Capone looked at him for a moment and then replied with, “OK, pal.” According to Conway, Capone got lonely because he didn’t come in contact with many other men. Conway recalled how Capone lost weight and was in fear for his life in Alcatraz. Apparently, he was deprived of the privileges he used to have in Atlanta.

The Only Time Men Would Laugh

Conway recalled the first time he saw an electric device known as the “snitch box.” Do you know what a snitch box is? It was something that was designed to detect any metal on the prisoners as they passed through it. You can think of it as a primitive metal detector. He said that was “The only time I ever saw men laughing at Alcatraz prison was over these snitch boxes.”

Source: Pinterest

One day, the snitch box sounded an alarm on every inmate that walked out of the laundry room. The guards snatched each man out of line, searched him, and essentially found nothing. It turns out the detector was so strong that it was detecting the metal pieces in the men’s shoes.

Every 12th Man

But a few days later, when the snitch box was silent, there were prisoners who had their own bright ideas. Two prisoners passed through with knives in their pockets. Conway explained how the guards weren’t as dumb as the prisoners may have thought. The truth ism the guards didn’t trust the “electric eye.” He said that they also searched every 12th man, whether the alarm sounded or not.

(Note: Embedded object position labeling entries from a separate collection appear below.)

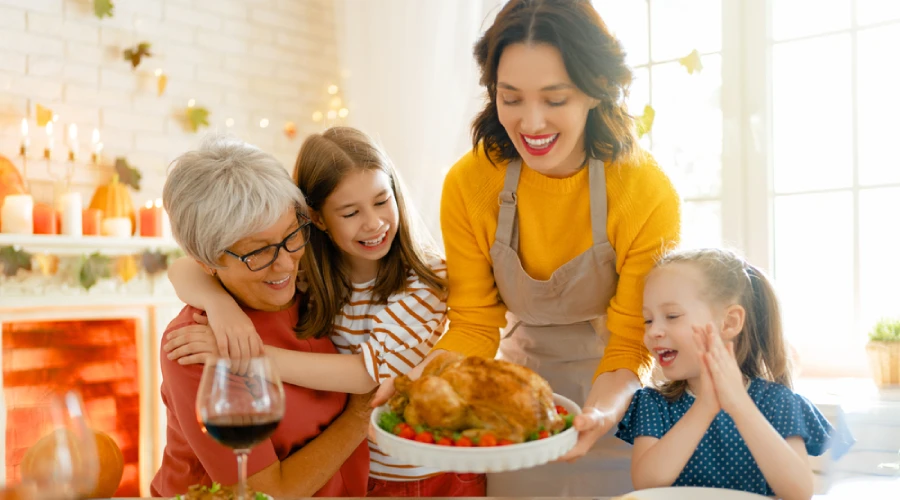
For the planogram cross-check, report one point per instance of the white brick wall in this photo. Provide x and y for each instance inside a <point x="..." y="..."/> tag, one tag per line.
<point x="240" y="59"/>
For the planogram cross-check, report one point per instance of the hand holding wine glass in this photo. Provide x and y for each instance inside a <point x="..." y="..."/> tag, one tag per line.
<point x="240" y="410"/>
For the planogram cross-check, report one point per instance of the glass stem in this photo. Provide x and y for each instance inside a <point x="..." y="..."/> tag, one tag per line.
<point x="241" y="493"/>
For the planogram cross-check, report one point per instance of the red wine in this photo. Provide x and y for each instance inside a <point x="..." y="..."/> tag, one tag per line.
<point x="241" y="433"/>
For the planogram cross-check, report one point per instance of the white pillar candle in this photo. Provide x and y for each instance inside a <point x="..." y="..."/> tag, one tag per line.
<point x="70" y="209"/>
<point x="16" y="216"/>
<point x="119" y="227"/>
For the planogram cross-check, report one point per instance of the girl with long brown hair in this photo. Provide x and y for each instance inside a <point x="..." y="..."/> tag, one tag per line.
<point x="374" y="284"/>
<point x="726" y="416"/>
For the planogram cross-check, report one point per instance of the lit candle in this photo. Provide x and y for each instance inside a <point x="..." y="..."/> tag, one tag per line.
<point x="151" y="217"/>
<point x="98" y="146"/>
<point x="44" y="217"/>
<point x="91" y="219"/>
<point x="25" y="141"/>
<point x="119" y="227"/>
<point x="73" y="141"/>
<point x="49" y="148"/>
<point x="17" y="214"/>
<point x="71" y="210"/>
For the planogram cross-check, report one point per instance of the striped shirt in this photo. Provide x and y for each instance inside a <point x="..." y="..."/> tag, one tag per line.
<point x="393" y="338"/>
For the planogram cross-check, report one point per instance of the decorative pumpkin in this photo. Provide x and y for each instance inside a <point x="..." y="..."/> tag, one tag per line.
<point x="39" y="459"/>
<point x="10" y="179"/>
<point x="114" y="200"/>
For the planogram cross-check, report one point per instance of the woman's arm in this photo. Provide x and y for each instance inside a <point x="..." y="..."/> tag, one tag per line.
<point x="323" y="372"/>
<point x="658" y="462"/>
<point x="307" y="470"/>
<point x="236" y="337"/>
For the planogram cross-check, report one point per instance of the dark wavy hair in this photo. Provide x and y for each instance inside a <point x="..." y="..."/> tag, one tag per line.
<point x="594" y="60"/>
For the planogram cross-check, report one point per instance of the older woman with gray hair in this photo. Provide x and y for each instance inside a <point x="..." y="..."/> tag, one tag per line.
<point x="236" y="211"/>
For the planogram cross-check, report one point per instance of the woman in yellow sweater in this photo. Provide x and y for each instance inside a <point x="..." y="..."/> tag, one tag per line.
<point x="550" y="224"/>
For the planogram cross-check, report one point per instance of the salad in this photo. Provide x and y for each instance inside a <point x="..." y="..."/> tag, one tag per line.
<point x="394" y="423"/>
<point x="216" y="492"/>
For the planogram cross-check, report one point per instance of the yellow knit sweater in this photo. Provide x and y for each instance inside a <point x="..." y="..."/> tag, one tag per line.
<point x="554" y="228"/>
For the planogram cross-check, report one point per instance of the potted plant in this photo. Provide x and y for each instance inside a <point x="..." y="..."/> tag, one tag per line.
<point x="884" y="352"/>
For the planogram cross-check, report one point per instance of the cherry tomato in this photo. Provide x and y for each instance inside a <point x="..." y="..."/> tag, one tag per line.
<point x="405" y="431"/>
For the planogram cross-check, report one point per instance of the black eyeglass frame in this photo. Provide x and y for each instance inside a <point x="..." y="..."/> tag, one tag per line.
<point x="305" y="223"/>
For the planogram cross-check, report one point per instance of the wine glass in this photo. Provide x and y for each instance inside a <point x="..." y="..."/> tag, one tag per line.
<point x="240" y="410"/>
<point x="63" y="464"/>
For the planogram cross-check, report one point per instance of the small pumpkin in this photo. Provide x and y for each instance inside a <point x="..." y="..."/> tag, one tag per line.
<point x="114" y="200"/>
<point x="10" y="179"/>
<point x="40" y="458"/>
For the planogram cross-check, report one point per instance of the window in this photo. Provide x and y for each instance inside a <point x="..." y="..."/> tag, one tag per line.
<point x="783" y="146"/>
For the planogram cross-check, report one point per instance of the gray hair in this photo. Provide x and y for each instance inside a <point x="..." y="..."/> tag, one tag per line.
<point x="225" y="191"/>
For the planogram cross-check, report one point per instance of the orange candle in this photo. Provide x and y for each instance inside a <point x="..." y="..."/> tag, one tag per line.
<point x="90" y="221"/>
<point x="44" y="217"/>
<point x="151" y="219"/>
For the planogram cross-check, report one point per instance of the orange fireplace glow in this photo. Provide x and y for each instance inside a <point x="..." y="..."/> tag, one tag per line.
<point x="99" y="357"/>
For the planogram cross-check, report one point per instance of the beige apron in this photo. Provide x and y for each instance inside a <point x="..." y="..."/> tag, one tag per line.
<point x="558" y="328"/>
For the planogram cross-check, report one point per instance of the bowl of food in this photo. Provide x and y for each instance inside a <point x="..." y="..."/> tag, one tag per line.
<point x="469" y="414"/>
<point x="217" y="492"/>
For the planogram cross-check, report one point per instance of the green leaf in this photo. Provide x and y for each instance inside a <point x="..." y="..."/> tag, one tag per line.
<point x="103" y="8"/>
<point x="93" y="268"/>
<point x="197" y="117"/>
<point x="128" y="175"/>
<point x="137" y="54"/>
<point x="388" y="420"/>
<point x="692" y="62"/>
<point x="645" y="122"/>
<point x="11" y="260"/>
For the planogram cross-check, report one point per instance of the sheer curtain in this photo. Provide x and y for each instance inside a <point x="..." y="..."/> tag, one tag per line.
<point x="411" y="82"/>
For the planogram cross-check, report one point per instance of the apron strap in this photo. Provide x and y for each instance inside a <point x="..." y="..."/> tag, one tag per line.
<point x="507" y="228"/>
<point x="597" y="179"/>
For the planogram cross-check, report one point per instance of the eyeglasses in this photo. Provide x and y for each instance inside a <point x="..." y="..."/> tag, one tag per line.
<point x="262" y="258"/>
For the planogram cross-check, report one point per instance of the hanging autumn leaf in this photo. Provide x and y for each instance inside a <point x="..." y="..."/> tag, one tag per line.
<point x="11" y="260"/>
<point x="93" y="268"/>
<point x="126" y="268"/>
<point x="137" y="53"/>
<point x="128" y="175"/>
<point x="44" y="115"/>
<point x="103" y="8"/>
<point x="154" y="262"/>
<point x="645" y="122"/>
<point x="197" y="117"/>
<point x="161" y="81"/>
<point x="290" y="130"/>
<point x="692" y="62"/>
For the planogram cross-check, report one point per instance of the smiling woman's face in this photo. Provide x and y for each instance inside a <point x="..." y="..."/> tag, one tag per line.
<point x="271" y="288"/>
<point x="542" y="110"/>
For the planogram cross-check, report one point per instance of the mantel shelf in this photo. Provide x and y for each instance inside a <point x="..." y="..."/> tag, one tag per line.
<point x="80" y="245"/>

Photo by Bettman/Getty Images

But other than security, the prisoners were given some freedom to relax and read. “After we were locked in our cells in the evening, and until “lights out” at about nine o’clock, there was plenty of time for reading,” Conway recalled. The convicts preferred daily newspapers and detective magazines, which were forbidden.

Prized Possessions

The most prized possessions in Alcatraz, as Conway described, were the newspaper clippings that the prisoners would get their hands on. The newspapers were passed from hand to hand until they were completely worn out by all the handling. What was so precious about the papers? It was because most of those clippings concerned prison breaks and crimes. The prisoners, the famous ones at least, would love to see their stories in the news.

Source: Rare Newspapers

In terms of correspondence, the inmates were allowed to write only one letter of no more than two pages each week. And the recipient had to be a blood relative. Conway said, “No inmate could write to his sweetheart. We never saw the incoming letters, just copies or rewrites typed at the prison office.”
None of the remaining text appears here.